BMC Genomics. 2014 May 2;15(1):332. doi: 10.1186/1471-2164-15-332.
The HUGO Pan-Asian SNP Consortium (PASNP) has generated a genetic resource of almost 55,000 autosomal single nucleotide polymorphisms (SNPs) across more than 1,800 individuals from 73 urban and indigenous populations in Asia. This has offered valuable insights into the correlation between the genetic ancestry of these populations with major linguistic systems and geography. Here, we attempt to understand whether adaptation to local climate, diet and environment partly explains the genetic variation present in these populations by investigating the genomic signatures of positive selection.
To evaluate the impact to the selection analyses due to the considerably lower SNP density as compared to other population genetics resources such as the International HapMap Project (HapMap) or the Singapore Genome Variation Project, we evaluated the extent of haplotype phasing switch errors and the consistency of selection signals from three haplotype-based approaches (iHS, XP-EHH, haploPS) when the HapMap data is thinned to a similar density as PASNP. We subsequently applied haploPS to detect and characterize positive selection in the PASNP populations, identifying 59 genomics regions that were selected in at least one PASNP populations. A cluster analysis on the basis of these 59 signals showed that indigenous populations such as the Negrito from Malaysia and Philippines, the China Hmong, and the Taiwan Ami and Atayal shared more of these signals. We also reported evidence of a positive selection signal encompassing the beta globin gene in the Taiwan Ami and Atayal that was distinct from the signal in the HapMap Africans, suggesting the possibility of convergent evolution at this locus due to malarial selection.

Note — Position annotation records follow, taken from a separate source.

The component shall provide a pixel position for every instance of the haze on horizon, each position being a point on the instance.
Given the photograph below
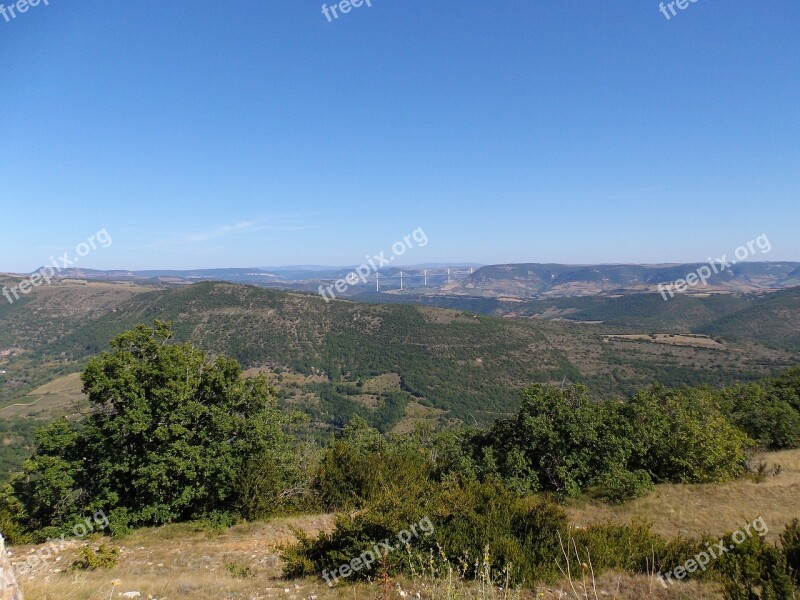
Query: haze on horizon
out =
(530, 132)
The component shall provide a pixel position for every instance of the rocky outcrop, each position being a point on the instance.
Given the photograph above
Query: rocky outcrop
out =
(9, 590)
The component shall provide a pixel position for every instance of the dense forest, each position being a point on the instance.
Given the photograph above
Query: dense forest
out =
(176, 434)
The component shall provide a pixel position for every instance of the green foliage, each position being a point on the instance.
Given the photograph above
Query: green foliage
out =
(631, 548)
(89, 559)
(620, 485)
(790, 542)
(681, 436)
(470, 519)
(755, 569)
(562, 442)
(766, 417)
(239, 571)
(173, 436)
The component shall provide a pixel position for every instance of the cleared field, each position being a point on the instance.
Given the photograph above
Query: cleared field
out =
(690, 340)
(179, 561)
(60, 397)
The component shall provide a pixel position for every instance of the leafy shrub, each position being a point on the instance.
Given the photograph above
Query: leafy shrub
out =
(790, 541)
(755, 569)
(239, 571)
(630, 547)
(618, 486)
(105, 557)
(770, 420)
(471, 520)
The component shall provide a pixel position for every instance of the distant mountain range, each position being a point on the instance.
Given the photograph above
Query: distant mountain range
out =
(550, 280)
(529, 280)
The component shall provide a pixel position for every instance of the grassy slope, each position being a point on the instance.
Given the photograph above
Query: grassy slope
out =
(180, 561)
(468, 365)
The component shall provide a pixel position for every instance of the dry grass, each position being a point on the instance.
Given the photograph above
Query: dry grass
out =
(713, 509)
(62, 396)
(180, 562)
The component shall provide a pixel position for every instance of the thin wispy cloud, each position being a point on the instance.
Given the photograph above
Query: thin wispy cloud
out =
(225, 231)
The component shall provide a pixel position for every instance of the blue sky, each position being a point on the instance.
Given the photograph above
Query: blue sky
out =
(254, 133)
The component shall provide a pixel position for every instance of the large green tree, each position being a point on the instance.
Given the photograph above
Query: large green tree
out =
(172, 435)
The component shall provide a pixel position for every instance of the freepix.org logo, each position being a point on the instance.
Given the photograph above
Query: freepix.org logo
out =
(10, 11)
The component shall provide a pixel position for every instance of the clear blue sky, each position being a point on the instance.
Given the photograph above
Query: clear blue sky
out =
(250, 133)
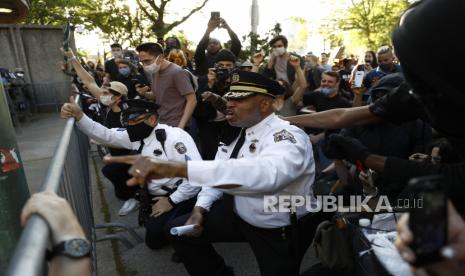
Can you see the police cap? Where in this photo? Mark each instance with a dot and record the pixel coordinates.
(245, 84)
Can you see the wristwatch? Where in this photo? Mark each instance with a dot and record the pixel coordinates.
(74, 248)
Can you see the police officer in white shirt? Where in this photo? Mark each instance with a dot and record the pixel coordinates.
(273, 158)
(173, 196)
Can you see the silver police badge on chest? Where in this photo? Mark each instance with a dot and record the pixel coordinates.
(253, 146)
(284, 135)
(180, 148)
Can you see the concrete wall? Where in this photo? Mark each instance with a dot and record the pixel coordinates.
(36, 50)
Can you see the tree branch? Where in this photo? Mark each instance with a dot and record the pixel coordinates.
(144, 9)
(154, 6)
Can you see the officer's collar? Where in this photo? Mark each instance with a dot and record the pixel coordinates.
(258, 128)
(147, 140)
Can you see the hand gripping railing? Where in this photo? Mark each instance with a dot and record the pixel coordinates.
(67, 175)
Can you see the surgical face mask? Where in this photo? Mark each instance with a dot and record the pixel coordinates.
(117, 54)
(124, 71)
(152, 68)
(385, 67)
(106, 100)
(327, 91)
(139, 132)
(279, 51)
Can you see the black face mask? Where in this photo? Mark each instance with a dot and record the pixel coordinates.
(386, 67)
(139, 132)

We established that the lower SNP content of the PASNP data conferred weaker ability to detect signatures of positive selection, but the availability of the new approach haploPS retained modest power. Out of all the populations in PASNP, we identified only 59 signals, suggesting a strong need for high-density population-level genotyping data or sequencing data in order to achieve a comprehensive survey of positive selection in Asian populations.
人类基因组组织泛亚单核苷酸多态性协会(PASNP)已生成了一份遗传资源,涵盖来自亚洲73个城市和原住民群体的1800多名个体的近55000个常染色体单核苷酸多态性(SNP)。这为了解这些群体的遗传血统与主要语言系统和地理之间的相关性提供了宝贵见解。在此,我们试图通过研究正选择的基因组特征,来了解对当地气候、饮食和环境的适应性是否部分解释了这些群体中存在的遗传变异。
为了评估与其他群体遗传学资源(如国际人类基因组单体型图计划(HapMap)或新加坡基因组变异计划)相比,PASNP中SNP密度显著较低对选择分析的影响,我们在将HapMap数据稀疏至与PASNP相似的密度时,评估了单倍型定相转换错误的程度以及三种基于单倍型的方法(iHS、XP-EHH、haploPS)的选择信号的一致性。随后,我们应用haploPS来检测和表征PASNP群体中的正选择,识别出在至少一个PASNP群体中被选择的59个基因组区域。基于这59个信号的聚类分析表明,马来西亚和菲律宾的尼格利陀人、中国苗族以及台湾阿美族和泰雅族等原住民群体共享了更多这些信号。我们还报告了台湾阿美族和泰雅族中一个包含β珠蛋白基因的正选择信号的证据,该信号与HapMap非洲人群体中的信号不同,这表明由于疟疾选择,该位点可能存在趋同进化。
我们确定,PASNP数据中较低的SNP含量导致检测正选择特征的能力较弱,但新方法haploPS的可用性保留了一定的效力。在PASNP的所有群体中,我们仅识别出59个信号,这表明强烈需要高密度的群体水平基因分型数据或测序数据,以便对亚洲人群体中的正选择进行全面调查。